Life & death decisions: who chooses?

Scale of justice
Scale of justice (Photo credit: Wikipedia)

I was pleased to be included in a panel on Advance Directives recently for the Bar Association of San Francisco, surrounded by three very smart women. Organized & moderated by SF Bar’s John O’Grady, the panel included Harriette Grooh of HGA Personal Care Consultants, Sara Stephens of Good Medicine Consult & Advocacy, and Attorney Elizabeth Krivatsy. The audience — in post-event evaluations — gave us mostly all fives out of possible one to five ratings, which would be a nice touch to my resume if I had a resume. I was there as writer on end-of-life issues, and acknowledged as the wearer of two hats. My death & dying hat alternates with the abortion hat, which I explained was how never to be invited to cocktail parties.

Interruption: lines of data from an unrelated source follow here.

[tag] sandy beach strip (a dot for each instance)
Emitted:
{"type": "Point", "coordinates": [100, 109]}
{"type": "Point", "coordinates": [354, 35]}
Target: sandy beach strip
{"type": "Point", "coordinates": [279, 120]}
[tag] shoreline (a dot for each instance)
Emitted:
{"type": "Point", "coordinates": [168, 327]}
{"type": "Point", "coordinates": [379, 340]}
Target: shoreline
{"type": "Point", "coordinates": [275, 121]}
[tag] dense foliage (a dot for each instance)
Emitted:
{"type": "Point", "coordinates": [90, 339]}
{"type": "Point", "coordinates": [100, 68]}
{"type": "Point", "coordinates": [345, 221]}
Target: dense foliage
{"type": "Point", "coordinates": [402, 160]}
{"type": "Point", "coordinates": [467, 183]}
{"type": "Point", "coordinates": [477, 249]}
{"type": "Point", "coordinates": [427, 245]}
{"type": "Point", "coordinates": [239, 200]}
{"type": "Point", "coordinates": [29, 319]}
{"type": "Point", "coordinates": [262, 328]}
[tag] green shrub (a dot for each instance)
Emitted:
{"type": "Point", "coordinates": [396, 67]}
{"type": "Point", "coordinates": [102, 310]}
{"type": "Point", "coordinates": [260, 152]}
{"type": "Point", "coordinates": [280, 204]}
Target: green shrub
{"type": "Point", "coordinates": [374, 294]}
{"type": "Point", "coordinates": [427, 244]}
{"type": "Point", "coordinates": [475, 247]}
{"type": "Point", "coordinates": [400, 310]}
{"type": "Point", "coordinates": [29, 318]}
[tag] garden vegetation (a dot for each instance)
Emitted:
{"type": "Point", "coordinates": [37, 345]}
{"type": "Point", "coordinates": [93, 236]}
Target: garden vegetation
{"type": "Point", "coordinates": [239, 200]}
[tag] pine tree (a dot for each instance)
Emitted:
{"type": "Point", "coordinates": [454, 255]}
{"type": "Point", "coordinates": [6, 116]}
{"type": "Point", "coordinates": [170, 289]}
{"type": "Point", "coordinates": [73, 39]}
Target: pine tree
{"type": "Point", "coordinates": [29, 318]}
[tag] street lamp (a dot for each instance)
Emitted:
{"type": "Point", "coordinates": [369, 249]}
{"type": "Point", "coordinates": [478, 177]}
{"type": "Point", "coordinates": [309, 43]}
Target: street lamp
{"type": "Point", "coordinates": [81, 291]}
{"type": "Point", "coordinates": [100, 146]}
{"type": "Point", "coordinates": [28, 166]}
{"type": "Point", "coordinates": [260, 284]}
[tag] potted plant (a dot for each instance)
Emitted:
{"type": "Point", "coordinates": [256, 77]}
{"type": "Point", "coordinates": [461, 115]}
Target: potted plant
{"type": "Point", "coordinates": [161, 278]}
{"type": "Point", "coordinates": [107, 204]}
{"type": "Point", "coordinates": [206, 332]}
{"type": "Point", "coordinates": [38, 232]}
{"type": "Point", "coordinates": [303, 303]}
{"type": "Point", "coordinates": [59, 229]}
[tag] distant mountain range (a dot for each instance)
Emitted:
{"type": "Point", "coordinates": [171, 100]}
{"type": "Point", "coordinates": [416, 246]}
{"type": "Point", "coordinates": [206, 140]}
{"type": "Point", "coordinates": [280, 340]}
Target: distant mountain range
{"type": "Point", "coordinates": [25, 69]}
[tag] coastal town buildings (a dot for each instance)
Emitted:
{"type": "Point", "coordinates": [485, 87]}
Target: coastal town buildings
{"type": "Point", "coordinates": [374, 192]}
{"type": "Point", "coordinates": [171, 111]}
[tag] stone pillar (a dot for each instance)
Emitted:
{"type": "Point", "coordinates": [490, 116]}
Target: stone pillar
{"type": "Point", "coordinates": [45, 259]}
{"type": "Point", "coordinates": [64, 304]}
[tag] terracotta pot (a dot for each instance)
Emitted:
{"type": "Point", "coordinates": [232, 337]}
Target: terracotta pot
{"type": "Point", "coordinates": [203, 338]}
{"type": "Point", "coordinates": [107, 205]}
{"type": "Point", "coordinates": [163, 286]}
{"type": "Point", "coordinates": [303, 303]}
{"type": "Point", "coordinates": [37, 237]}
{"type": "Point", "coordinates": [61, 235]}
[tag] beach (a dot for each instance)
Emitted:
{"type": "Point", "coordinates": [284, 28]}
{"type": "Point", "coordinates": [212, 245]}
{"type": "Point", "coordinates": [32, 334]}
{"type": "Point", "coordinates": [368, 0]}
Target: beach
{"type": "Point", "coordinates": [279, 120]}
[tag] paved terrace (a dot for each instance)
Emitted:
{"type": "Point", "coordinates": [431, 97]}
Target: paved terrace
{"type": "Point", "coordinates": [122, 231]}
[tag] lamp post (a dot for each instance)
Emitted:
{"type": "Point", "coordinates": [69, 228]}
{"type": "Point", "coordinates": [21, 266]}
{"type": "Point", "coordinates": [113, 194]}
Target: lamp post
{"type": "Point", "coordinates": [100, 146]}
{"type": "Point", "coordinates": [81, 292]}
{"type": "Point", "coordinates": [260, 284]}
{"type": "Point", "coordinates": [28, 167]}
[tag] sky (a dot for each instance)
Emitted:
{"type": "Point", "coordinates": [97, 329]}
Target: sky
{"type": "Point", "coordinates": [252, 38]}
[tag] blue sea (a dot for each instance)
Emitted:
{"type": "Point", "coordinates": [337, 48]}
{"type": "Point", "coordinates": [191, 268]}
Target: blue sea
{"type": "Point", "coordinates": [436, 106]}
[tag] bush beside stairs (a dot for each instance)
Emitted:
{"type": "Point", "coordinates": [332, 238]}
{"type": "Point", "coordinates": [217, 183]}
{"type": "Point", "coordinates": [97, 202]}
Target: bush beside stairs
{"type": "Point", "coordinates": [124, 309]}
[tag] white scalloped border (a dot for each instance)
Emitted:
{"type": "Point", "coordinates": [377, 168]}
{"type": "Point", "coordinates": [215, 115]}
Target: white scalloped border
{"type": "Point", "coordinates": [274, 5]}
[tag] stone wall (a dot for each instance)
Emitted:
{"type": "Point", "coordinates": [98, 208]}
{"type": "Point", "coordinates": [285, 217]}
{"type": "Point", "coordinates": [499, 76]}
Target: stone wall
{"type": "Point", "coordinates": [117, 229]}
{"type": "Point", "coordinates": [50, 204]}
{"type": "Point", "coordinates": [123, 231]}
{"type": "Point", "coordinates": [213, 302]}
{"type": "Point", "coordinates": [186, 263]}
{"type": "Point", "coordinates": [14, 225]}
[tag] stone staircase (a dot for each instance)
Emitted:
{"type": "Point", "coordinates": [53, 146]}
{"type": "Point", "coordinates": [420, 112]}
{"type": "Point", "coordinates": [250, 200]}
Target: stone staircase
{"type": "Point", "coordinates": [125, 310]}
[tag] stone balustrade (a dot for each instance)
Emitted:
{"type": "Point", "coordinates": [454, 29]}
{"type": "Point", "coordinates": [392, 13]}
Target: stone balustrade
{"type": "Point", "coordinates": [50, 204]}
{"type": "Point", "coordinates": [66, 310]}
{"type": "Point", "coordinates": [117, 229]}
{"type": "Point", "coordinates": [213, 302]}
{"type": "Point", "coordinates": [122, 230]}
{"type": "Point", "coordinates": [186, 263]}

But this panel’s focus was on end-of-life decision making: how, if we consider it, would we prefer to die? Most of us say: At home, at peace. Physician aid in dying — now legal in four states and a movement that is finally gaining ground around the U.S. — is key to peaceful death for many of us, and significant to my work in the area. But opposition to this rational, humane way to die comes from two powerful directions: The Catholic Church (NOT most Catholics, certainly not the excellent folks at Catholics for Choice) and the far right — mostly religious fundamentalists who somehow believe that pain and suffering at the end of life should never be shortened.

The issue becomes one of who chooses: the dying individual, or religious and political powers.

My hats are interchangeable. Comprehensive, justice-rooted women’s health cannot put the fetus in control and cannot take the potential decision to choose an abortion away from the individual. But opposition to this rational, humane way to live comes from two powerful directions. You guessed it: Catholic officialdom and the religious/political right.

Happily, there’s progress, slow but sure, in end-of-life justice and my hat is off to all — Compassion & Choices in particular — who are leading this battle. Unhappily, my other hat might need to be a helmet to protect against the slings and arrows of those opposed to reproductive rights.